With his health rebounding, the outspoken Circle Jerk began seeking a creative outlet. “I started out doing spoken word in L.A., kind of taking a cue from people like [Henry] Rollins and John Doe,” says Morris. “The first time I did it, I had this unique opportunity placed before me where I had three hours to decide what I was going to say. I ended up reading from a Dr. Seuss book and people loved it. In Black Flag and the Circle Jerks, I always had a forum for thoughts, but this was a more literal, literary way of communicating.”
Things were so encouraging, that Morris began to accentuate his verse with sound. “I brought this old crappy ghetto blaster along with these music collages I had made,” he says. “I started using them to emphasize and heighten what I was doing. Adding live musicians was just an extension of that.”
“The beauty of Midget Handjob,” says Morris of his hand-picked seven-piece group, “is that we don’t have a drummer, just percussionists playing on mop buckets and pots and pans. Because we’ve never had a proper drummer, we don’t need all those trucks and vans that other bands use. We can all just climb in the car and go to the club. It should make touring, which we’re planning to do this fall, much simpler. We’re going to all the cities where the Circle Jerks used to draw a thousand people or more. Hopefully, there will be enough curiosity seekers to keep us going.”
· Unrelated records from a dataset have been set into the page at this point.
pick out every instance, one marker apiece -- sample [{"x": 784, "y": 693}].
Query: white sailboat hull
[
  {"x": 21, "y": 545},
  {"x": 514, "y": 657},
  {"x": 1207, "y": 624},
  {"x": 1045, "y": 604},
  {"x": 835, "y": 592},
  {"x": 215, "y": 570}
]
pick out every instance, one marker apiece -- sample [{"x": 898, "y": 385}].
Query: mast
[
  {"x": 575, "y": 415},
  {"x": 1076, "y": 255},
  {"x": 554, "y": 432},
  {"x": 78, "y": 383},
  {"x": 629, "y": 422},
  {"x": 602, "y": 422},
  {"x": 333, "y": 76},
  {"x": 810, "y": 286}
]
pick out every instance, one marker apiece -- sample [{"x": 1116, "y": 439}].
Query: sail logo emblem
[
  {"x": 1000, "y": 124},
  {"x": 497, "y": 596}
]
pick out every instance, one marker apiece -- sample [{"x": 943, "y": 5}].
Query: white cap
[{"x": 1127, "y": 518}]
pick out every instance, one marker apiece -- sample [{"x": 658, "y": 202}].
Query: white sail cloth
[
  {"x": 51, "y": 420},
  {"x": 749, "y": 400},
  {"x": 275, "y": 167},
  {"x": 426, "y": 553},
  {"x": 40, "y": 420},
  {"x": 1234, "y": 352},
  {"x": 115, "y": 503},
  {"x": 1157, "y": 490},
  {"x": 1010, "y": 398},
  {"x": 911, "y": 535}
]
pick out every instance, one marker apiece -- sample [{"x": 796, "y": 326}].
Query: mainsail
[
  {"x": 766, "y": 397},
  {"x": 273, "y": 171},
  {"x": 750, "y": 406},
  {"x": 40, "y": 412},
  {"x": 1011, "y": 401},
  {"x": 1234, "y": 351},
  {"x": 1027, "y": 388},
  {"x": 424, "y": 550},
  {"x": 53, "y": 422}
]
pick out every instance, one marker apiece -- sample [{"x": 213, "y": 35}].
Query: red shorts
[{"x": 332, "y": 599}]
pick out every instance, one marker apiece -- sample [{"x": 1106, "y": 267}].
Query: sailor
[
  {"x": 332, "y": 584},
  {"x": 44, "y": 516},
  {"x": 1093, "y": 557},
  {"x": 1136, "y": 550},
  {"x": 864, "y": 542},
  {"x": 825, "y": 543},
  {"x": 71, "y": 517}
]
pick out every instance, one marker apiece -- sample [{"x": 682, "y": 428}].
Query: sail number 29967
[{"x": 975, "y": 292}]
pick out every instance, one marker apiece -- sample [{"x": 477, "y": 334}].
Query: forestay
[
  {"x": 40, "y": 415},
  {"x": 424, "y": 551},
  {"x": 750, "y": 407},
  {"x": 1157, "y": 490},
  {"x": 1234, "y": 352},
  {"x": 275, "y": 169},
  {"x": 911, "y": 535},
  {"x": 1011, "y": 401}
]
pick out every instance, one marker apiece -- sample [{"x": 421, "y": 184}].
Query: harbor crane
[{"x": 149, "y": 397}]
Morris’ verbal blitz currently receives augmentation from Frenchman John LeBear (Saxophone) plus ex-members of Clawhammer (multi-instrumentalists Jon Wahl and Chris Bagarozzi), Lutefisk (percussionist Brandon “Quazar” Jay), the Geraldine Fibbers (percussionist/guitarist Kevin Fitzgerald) and Detox (guitarist Tony Malone), all of whom appeared on the album.
Recorded in the high desert of Southern California, in the studio at Rancho De La Luna with producer Tom Grimley, Poodle Factory almost didn’t happen as the band encountered an earthquake. But Morris makes light of it. When the “tumbler” hit, he laughs, he didn’t even get out of bed. “What the hell for?” he asks. “I’ve lived my whole life in California, so an earthquake is hardly a new experience for me. All these people were convening in the parking lot of the motel, freaking out because we had lost power.”
The power came back, of course, and Poodle Factory was back on track. Recording it allowed Morris the opportunity to reconnect with why punk music means so much to him. “For a while I was a bit depressed and I had really had enough of punk,” Morris admits, “but I can’t deny something that I helped create. In the Seventies, I worked in a record store where the owner only wanted to play Fleetwood Mac or Joni Mitchell, boring records like that. So whenever he would go to the bank or to get his sandwich, I would put on Iggy and the Stooges and try to expose those sounds to whoever I could. Now that I’m exposed to a lot of the music put out by Epitaph, I’ve found out about a lot of groups. I especially like a band called the Explosion, on Jade Tree Records.”
Pleased with the results of Midnight Snack Break at the Poodle Factory and grateful to have his health back, Morris reveals, “I’m hoping that this record does well enough that Epitaph allows me to do another one. [Epitaph owner and former Bad Religion member] Brett [Gurewitz] pretty much understands that it’s important to keep me busy and this record was really inexpensive to make. Over the years, the Circle Jerks were really good to Bad Religion, so it looks like things are starting to come full circle, pun intended.”